Around six NYPD female cops are going to face disciplinary action for uploading selfies on the Internet.
The officers in question posted photos to the now-deleted Instagram account @blueline_beauties, which is “dedicated to law enforcement women” from around the country.
While several news reports are implying the authorities have an issue with the officers who are scantily clad in some of the images, it’s not entirely true.
The problem is that these policewomen shared images of themselves in their uniforms – an activity which apparently comes under the violation of NYPD regulations.
“Members of the police department are prohibited from posting photographs of themselves in uniform without the prior authorization,” an NYPD spokesman told the New York Daily News. “This does not include photographs taken during official department ceremonies.”
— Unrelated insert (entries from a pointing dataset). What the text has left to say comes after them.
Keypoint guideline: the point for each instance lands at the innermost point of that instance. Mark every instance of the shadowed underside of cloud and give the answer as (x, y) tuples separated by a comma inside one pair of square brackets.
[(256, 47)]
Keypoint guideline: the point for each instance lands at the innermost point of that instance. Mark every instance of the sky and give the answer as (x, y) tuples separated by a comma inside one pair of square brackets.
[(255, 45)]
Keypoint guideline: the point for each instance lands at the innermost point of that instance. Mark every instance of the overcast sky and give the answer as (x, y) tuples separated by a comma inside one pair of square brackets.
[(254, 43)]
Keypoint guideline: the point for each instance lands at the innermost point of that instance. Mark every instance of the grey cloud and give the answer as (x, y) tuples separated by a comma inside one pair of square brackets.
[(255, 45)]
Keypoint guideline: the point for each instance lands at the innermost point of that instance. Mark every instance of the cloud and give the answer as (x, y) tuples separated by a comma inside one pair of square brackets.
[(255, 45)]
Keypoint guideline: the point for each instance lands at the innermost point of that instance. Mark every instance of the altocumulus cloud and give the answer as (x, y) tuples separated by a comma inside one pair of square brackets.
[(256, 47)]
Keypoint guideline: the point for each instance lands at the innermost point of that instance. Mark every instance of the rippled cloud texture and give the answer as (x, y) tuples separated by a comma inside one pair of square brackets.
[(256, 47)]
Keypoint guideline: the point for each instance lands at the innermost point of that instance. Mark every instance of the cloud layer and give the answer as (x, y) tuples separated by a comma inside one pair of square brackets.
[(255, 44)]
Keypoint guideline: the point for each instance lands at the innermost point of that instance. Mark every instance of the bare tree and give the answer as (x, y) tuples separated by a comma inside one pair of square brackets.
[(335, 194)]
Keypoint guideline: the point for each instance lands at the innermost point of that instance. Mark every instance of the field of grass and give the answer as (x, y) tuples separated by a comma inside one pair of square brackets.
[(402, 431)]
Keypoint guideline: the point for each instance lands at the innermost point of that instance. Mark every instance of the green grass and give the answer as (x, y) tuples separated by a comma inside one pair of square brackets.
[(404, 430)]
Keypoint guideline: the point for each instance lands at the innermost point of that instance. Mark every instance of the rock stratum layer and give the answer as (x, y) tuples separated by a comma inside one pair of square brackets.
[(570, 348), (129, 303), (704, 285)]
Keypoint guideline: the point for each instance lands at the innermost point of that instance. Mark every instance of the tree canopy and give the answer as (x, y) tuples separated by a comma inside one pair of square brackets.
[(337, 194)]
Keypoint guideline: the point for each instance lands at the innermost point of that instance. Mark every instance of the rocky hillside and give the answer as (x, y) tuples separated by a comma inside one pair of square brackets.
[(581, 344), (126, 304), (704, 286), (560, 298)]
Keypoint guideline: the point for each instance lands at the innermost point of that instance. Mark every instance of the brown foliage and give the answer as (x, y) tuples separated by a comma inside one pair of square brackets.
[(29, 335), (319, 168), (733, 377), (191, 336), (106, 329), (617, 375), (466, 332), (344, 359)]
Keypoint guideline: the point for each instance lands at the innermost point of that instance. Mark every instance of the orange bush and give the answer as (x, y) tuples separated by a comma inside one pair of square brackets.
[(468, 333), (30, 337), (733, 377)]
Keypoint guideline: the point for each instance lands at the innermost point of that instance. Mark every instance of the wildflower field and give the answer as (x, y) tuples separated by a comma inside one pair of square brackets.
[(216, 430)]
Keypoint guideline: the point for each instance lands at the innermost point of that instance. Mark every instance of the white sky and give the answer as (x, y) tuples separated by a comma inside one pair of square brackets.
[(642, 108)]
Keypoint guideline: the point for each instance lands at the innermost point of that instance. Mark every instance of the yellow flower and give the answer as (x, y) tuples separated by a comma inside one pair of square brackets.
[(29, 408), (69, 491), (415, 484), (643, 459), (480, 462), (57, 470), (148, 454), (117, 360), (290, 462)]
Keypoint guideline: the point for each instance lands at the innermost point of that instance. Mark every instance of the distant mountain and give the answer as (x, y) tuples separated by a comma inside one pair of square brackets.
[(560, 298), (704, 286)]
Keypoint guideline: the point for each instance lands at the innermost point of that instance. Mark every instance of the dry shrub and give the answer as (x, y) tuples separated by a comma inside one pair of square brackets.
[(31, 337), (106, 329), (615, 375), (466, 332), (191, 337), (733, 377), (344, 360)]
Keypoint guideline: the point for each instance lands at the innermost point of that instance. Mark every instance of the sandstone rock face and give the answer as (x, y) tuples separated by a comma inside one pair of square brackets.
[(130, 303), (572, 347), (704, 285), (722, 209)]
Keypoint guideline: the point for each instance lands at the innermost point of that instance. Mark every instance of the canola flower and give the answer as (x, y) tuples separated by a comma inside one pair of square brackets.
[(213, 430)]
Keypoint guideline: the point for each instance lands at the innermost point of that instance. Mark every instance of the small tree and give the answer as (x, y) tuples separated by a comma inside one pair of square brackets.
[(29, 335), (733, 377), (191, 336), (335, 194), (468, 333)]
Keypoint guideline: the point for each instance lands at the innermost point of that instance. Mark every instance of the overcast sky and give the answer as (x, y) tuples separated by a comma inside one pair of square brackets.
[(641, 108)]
Here are some of the "objectionable" self-portraits:
In March 2013 NYPD issued an order on social media use, instructing officers to "exercise good judgment" and demonstrate "professionalism" online.
"Members of the service should be aware that activities on personal social media sites may be used against them to undermine their credibility as members of the department," it states.
However, Patrick Lynch, president of the Patrolmen's Benevolent Association (a labor union for police officers), is of the opinion that the NYPD needs to be more open toward social media in the 21st century.
“Social media is an acceptable method of communication among individuals today,” Lynch said. “We see nothing inappropriate about being depicted in uniform or in attire that is generally accepted by society as appropriate on social media.”
Maintaining professionalism is important, no doubt about that, but what Lynch is trying to imply also makes sense. Considering how increasingly unpopular law-enforcement – especially NYPD – is becoming with the people they serve, casual engagement on social media won’t do any harm.